18 March: Form is emptiness, emptiness is form. And as the intended shape of the retreat dissolves, a new one emerges, supported by the thrust of wholesome aspiration. 6 of us altogether. 4 experienced Dzogchen practitioners. 2 new to these teachings. 2 have driven down all the way from Auckland. 1 has flown up from Queenstown. We bring enough food to self- cater for a couple of days as we are not sure if we have a cook. We also bring 400 latex gloves and 50 rolls of paper towels, because our bodies can still fall prey to disease, even if they don’t exist in an ultimate sense.

19 March: After an evening of settling in, we get to work. We immerse ourselves in contemplation of Bodhicitta and the View of Dharma, enveloped in the wholesome potency of Vajrayana prayer. We begin practicing Qigong to settle the energies and Anapanasati to serve as a foundation for the Dzogchen practices to follow.

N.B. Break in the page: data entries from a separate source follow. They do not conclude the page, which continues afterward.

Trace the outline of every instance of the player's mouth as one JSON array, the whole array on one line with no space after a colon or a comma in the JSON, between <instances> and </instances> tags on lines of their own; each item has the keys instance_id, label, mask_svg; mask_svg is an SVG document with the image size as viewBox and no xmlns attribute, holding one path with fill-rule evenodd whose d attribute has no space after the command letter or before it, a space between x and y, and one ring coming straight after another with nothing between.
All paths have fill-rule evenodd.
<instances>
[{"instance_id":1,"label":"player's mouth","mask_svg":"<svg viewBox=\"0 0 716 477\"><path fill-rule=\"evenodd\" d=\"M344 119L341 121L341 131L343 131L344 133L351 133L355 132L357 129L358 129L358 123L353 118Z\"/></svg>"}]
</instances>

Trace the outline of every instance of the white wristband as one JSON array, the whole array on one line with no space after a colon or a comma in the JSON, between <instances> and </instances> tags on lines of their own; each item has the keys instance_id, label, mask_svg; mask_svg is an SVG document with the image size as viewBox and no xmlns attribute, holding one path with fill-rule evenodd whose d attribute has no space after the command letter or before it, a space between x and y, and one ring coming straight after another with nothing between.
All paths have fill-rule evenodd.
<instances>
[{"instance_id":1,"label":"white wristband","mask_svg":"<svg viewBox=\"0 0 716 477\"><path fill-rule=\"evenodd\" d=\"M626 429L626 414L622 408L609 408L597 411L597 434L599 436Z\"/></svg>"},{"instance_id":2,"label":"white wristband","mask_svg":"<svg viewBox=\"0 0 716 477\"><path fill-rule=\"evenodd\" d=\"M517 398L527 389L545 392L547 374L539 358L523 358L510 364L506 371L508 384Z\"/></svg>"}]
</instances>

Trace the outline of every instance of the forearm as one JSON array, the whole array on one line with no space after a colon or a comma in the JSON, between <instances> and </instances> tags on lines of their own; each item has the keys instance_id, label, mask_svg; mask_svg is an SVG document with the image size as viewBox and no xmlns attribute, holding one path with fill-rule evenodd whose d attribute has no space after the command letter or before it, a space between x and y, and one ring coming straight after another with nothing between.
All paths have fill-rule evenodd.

20 March: As NZ moves to impose travel restrictions, we practice the Preliminary Liberating Instructions, with a focus on Vajrasattva. Zoe leads us in some wonderfully supportive Tai Chi & Qigong explorations. I’m in regular contact Kath from the Board. Our clear and open communication reveals we are all facets of one heart-mind. There is magic happening up here at the Wang and we are all very grateful for the continued support of the full Wangapeka crew. The Kereru asks to join the party. Brooke comes up and cooks up several pots of deliciousness, enough to feed us for days.

21 March: Wangapeka BOT send through their comprehensive Risk Management Plan and we tweak our hygiene practices accordingly. Our PM outlines the 4 stage alert system and NZ steps up to Level 2, my partner informs me. There is a pull to head home, but a clear sense we are not yet done here. We begin to practice Chenresig. It’s somehow easier to expand one’s heart to all beings in an uncontrived way when the widespread suffering of humankind resounds. Namgyal Rinpoche makes his presence felt.

22 March: Lama Mark requests that we begin practicing Guru Rinpoche in the form of Medicine Buddha, for the benefit of all beings. He is embarking on the same from the Gompa on Galliano, as are his other students around the world. We enter the elaborate practice, it is a natural expansion of the practices we have worked with to date, and a wonderful way of joining hearts with Lama and Sangha across the planet. That afternoon we break our ‘silence’ and invite the reality of the global situation more definitively into our group awareness. We form a circle and agree to each take responsibility for preparing to leave at short notice, when the time is right. Linda charges her Tesla ready for a quick getaway.

23 March: The fantails tell us, in their playful manner, that change is upon us. We decide to huddle around my laptop at the entrance to the main hall and tune into the 1:30pm update. NZ has 48 hours to prepare for lockdown. Time to pack our bags. We let the BOT know we are preparing to leave.
They concur. We give the centre a thorough clean and then regroup at the Whare for one last group soak in the practice of Medicine Buddha. The purpose of our coming together has become clear. We are all now much better equipped to serve the collective in this unusual time. We dissolve our elaborate shrine and set up a something simple. We place a photo of Namgyal Rinpoche at its centre and recite his invocation to bring protection for Wangapeka and all those who are connected. A token gesture perhaps, us calling him to this place, when he has clearly never left.